Could we allow for these options to be available in SSL models? Is there a fundamental reason that I am not understanding for this restriction?
reference to the section of the code in question: https://github.com/manujosephv/pytorch_tabular/blob/728578765b705cef5867f49289cf1cf203f1898f/src/pytorch_tabular/tabular_model.py#L234-L240
last bit of color: in a fork I removed this validation block and I was able to test and using both missing value and missing category handling in an SSL model training.
In SSL model(right now it's the Denoising Autoencoder), we are training the model to predict the input data back. In this learning objective, predicting missing values as a separate token didn't make sense to me. This is why that option was disabled to force the user to treat the missing values the right way.
Unlike prediction task, where it's beneficial to learn when some new category value shows up, in SSL does it make sense?

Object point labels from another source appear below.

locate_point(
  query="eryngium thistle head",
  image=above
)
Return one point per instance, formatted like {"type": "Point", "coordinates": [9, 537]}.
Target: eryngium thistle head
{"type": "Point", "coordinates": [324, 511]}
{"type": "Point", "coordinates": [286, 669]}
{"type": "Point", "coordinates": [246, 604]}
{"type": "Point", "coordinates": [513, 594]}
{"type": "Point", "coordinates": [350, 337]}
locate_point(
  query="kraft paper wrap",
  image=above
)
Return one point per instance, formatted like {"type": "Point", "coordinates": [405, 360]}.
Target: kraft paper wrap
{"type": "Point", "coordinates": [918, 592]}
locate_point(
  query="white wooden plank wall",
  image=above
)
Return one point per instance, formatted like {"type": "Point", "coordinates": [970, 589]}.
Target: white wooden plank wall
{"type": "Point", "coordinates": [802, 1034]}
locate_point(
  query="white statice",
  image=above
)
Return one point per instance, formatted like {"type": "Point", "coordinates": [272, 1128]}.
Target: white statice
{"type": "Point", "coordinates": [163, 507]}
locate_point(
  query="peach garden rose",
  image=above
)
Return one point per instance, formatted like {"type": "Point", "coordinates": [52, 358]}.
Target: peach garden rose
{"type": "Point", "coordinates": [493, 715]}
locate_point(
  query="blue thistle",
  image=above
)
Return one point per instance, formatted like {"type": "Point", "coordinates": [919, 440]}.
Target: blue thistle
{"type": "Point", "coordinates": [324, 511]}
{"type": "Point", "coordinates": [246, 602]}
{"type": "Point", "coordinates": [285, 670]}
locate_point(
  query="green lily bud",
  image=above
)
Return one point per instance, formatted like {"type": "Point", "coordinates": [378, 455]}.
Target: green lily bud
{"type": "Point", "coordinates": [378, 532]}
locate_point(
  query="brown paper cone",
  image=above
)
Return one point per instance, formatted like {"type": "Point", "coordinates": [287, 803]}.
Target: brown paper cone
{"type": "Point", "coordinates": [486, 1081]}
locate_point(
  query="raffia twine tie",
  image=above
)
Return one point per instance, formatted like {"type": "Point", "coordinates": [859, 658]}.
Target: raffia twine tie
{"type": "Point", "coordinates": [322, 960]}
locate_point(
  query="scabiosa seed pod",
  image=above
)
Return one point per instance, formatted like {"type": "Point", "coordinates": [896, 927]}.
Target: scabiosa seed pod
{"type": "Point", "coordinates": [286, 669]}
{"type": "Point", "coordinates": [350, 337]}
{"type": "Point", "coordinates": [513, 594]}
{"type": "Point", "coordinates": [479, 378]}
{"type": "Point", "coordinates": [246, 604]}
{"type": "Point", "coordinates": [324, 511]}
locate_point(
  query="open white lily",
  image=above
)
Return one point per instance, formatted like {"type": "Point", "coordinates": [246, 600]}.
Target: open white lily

In SSL model(right now it's the Denoising Autoencoder), we are training the model to predict the input data back. In this learning objective, predicting missing values as a separate token didn't make sense to me. This is why that option was disabled to force the user to treat the missing values the right way.
Unlike prediction task, where it's beneficial to learn when some new category value shows up, in SSL does it make sense?
If missing values are expected to be present in the data at prediction time, allowing for them in the training data makes sense to me. As a practical matter, I would prefer the user be allowed to decide for themselves if they want this behaviour or not. Perhaps a warning in the logs or in the documentation instead of explicitly disabling the ability to choose might be a better option?
Hmmm... Yeah, I agree. But will also have to thoroughly test the inclusion for corner cases.
Would you be willing to raise a PR for it?
Sure thing:
https://github.com/manujosephv/pytorch_tabular/pull/470
I've been running this for a good month or so without issue but I'm happy to add / update documentation or test cases if you can describe to me what needs to be done.